As investigações por práticas anticompetitivas em andamento no CADE não têm relevado novos temas ou práticas resultantes da verticalização desde a primeira edição de seu caderno sobre o tema, em 2015, ou sua edição revisada de dez./2021. Dos 04 procedimentos em andamento, todos envolvendo conselhos regionais ou federais de profissionais da saúde (odontologia, farmácia e fisioterapia), abrangem as seguintes condutas, todas já analisadas em profundidade pelo CADE em ocasiões anteriores:
- Recusa na aceitação de cartão de descontos para serviços odontológicos;
- Tabela referencial de preços mínimos para serviços de fisioterapia;
- Restrições a profissionais para realizarem cursos à distância e exercerem sua atividade, se egressos de cursos à distância.
A inexistência de novos temas objeto de supostas práticas anticompetitivas pelo CADE, contudo, não descarta a preocupação de que a verticalização possa resultar na adoção de práticas ainda desconhecidas da autoridade antitruste.

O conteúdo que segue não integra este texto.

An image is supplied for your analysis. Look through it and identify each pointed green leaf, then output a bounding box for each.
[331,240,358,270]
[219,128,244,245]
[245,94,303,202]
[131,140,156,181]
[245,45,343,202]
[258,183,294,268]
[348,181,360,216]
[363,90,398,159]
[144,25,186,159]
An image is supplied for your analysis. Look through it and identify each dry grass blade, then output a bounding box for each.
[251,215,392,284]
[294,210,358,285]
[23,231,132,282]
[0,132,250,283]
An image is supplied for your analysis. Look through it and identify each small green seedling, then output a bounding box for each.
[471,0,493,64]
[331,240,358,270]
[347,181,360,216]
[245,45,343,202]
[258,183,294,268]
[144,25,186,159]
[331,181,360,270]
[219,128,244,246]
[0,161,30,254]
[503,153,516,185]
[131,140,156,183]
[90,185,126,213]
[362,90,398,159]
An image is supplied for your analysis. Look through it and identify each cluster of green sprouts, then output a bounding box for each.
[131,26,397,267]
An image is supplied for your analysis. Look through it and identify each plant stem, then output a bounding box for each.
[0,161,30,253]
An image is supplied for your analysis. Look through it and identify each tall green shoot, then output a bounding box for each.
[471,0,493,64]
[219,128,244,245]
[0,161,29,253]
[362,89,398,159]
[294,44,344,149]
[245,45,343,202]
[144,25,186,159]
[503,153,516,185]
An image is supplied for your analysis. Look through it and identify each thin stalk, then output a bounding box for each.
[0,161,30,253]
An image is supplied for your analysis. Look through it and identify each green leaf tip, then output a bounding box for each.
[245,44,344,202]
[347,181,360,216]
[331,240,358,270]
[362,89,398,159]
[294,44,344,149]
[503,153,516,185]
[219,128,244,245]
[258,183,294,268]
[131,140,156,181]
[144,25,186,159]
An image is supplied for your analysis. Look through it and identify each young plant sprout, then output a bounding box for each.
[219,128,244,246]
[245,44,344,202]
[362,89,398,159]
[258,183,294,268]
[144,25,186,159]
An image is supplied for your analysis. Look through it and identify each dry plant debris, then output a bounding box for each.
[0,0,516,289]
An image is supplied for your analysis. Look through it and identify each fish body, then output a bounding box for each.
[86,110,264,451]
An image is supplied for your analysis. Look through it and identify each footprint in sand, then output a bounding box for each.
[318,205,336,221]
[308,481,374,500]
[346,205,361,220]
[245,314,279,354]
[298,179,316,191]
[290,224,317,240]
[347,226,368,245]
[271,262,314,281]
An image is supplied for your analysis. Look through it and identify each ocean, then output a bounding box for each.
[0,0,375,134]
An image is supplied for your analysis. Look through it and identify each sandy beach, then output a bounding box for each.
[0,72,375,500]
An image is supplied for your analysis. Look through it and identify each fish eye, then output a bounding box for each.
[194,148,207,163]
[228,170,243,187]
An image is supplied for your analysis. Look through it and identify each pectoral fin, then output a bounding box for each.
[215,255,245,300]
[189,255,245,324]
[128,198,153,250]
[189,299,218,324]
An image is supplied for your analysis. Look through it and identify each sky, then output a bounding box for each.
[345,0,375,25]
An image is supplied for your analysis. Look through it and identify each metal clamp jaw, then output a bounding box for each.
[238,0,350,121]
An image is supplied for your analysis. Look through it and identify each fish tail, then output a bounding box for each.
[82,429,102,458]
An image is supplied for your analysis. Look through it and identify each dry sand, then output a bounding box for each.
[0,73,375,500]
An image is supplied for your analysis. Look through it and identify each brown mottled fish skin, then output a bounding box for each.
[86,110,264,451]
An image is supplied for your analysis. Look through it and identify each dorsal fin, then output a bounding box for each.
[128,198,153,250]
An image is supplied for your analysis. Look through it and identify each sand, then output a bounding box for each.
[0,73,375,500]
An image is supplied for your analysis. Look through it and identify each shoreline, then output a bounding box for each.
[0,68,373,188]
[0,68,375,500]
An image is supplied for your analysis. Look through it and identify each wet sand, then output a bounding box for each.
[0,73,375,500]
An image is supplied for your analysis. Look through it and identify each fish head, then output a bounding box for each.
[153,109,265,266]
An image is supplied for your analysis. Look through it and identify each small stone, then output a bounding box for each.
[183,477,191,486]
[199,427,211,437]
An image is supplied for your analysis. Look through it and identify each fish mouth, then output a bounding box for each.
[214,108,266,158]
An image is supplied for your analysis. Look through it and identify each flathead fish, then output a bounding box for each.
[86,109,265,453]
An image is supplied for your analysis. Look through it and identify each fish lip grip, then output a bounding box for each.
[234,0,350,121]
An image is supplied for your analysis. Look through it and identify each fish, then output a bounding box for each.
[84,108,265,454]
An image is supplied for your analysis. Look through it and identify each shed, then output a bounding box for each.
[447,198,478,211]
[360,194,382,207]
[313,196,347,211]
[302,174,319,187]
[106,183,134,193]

A título ilustrativo, o CADE ainda não se aprofundou na análise dos impactos da verticalização sobre outros segmentos industriais fornecedores de insumos para hospitais, clínicas especializadas e entidades prestadoras de serviços de medicina diagnóstica – como a indústria farmacêutica e de equipamentos médico-hospitalares.

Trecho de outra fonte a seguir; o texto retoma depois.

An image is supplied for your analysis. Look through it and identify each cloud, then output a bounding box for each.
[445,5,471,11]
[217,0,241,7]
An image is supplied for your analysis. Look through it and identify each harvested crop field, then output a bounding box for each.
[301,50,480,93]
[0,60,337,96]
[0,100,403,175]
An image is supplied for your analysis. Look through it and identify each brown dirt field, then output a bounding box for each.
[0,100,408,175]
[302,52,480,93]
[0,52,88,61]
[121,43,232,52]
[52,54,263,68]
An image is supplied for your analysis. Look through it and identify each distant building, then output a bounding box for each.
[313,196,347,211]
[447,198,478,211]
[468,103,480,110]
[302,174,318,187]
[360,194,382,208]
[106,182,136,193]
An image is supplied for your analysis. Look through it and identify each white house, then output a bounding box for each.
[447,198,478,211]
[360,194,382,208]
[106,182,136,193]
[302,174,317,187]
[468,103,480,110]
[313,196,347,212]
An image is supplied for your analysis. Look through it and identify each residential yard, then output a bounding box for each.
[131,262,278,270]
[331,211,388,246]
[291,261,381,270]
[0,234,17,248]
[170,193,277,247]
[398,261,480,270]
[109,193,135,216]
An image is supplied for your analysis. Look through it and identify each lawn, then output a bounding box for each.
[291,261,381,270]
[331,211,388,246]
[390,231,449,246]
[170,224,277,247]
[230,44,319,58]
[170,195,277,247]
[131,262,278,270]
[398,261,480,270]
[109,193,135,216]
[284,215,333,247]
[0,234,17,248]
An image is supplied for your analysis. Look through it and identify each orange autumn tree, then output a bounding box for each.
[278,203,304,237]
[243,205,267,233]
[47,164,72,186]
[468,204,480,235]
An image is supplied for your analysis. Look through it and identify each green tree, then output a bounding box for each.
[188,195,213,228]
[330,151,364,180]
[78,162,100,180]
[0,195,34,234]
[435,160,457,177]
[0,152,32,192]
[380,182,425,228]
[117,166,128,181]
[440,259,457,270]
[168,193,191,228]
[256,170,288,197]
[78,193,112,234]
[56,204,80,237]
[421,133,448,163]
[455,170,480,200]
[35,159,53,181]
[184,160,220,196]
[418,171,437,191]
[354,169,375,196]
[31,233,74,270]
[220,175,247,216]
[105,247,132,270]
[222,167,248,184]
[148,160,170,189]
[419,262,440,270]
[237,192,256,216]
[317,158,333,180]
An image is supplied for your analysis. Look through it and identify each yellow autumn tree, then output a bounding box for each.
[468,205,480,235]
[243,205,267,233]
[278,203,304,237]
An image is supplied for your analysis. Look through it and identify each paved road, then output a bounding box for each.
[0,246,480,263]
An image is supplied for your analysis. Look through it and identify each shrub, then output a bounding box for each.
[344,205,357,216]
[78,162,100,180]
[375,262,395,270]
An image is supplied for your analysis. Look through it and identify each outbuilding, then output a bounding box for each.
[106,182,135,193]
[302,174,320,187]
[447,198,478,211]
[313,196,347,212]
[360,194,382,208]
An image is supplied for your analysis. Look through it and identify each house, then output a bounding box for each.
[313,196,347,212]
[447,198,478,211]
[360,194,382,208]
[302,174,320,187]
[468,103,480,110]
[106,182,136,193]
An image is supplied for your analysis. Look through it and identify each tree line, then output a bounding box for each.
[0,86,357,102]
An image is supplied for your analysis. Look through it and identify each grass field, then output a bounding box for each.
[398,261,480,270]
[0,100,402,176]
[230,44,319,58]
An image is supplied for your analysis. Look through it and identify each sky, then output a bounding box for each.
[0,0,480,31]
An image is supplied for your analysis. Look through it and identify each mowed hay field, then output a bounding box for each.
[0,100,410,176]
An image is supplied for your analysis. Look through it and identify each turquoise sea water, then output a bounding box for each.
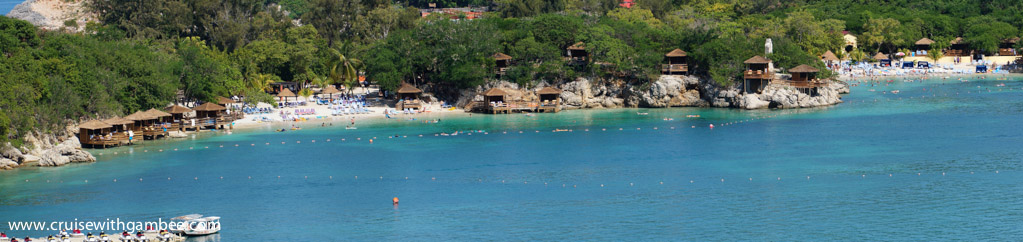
[0,77,1023,241]
[0,0,25,15]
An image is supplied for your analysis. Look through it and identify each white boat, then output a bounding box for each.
[170,213,203,235]
[182,216,220,236]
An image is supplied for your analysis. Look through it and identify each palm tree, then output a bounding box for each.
[328,49,362,93]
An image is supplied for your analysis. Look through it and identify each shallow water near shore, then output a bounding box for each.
[0,76,1023,241]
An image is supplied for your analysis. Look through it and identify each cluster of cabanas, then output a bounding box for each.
[79,102,230,148]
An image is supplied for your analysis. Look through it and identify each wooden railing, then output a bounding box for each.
[743,70,774,80]
[661,64,690,74]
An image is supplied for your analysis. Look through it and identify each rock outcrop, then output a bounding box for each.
[458,75,849,109]
[7,0,96,32]
[39,137,96,166]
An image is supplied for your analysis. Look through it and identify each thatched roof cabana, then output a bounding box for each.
[536,87,562,95]
[167,105,191,115]
[915,38,934,45]
[217,97,237,104]
[664,49,688,57]
[145,108,173,118]
[821,50,840,61]
[743,55,771,64]
[195,102,227,111]
[78,120,114,131]
[493,53,512,60]
[483,88,508,102]
[195,102,227,118]
[568,42,586,50]
[125,111,154,122]
[103,116,135,126]
[789,64,820,74]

De todo modo, essas preocupações começam a ser apontadas para a autoridade antitruste por players do setor no contexto das análises das fusões e aquisições em andamento mencionadas acima. Na mesma linha, menciona-se o Projeto de Lei nº 3590/2021, que propõe alterar dispositivo da Lei Antitruste (Lei nº 12.529/2011) para contemplar como exemplo de infração à ordem econômica “a obtenção de posição dominante mediante integração vertical em saúde suplementar, nas situações em que haja interferência”.
Sabe-se que a mera concentração do setor ou a verticalização de operadoras de planos de saúde não são suficientes para justificar a intervenção governamental, seja para penalizar uma suposta prática anticompetitiva ou impedir que novas fusões e aquisições continuem acontecendo. Não obstante, a continuidade e o aprofundamento na avaliação dos possíveis efeitos positivos e negativos dessa dinâmica do setor de saúde suplementar é de suma importância para garantir a concorrência não somente entre os agentes do setor, mas também nas indústrias fornecedoras de insumos.
[1] Cadernos CADE. Atos de concentração no mercado de planos de saúde, hospitais e medicina diagnóstica. Jan./2022.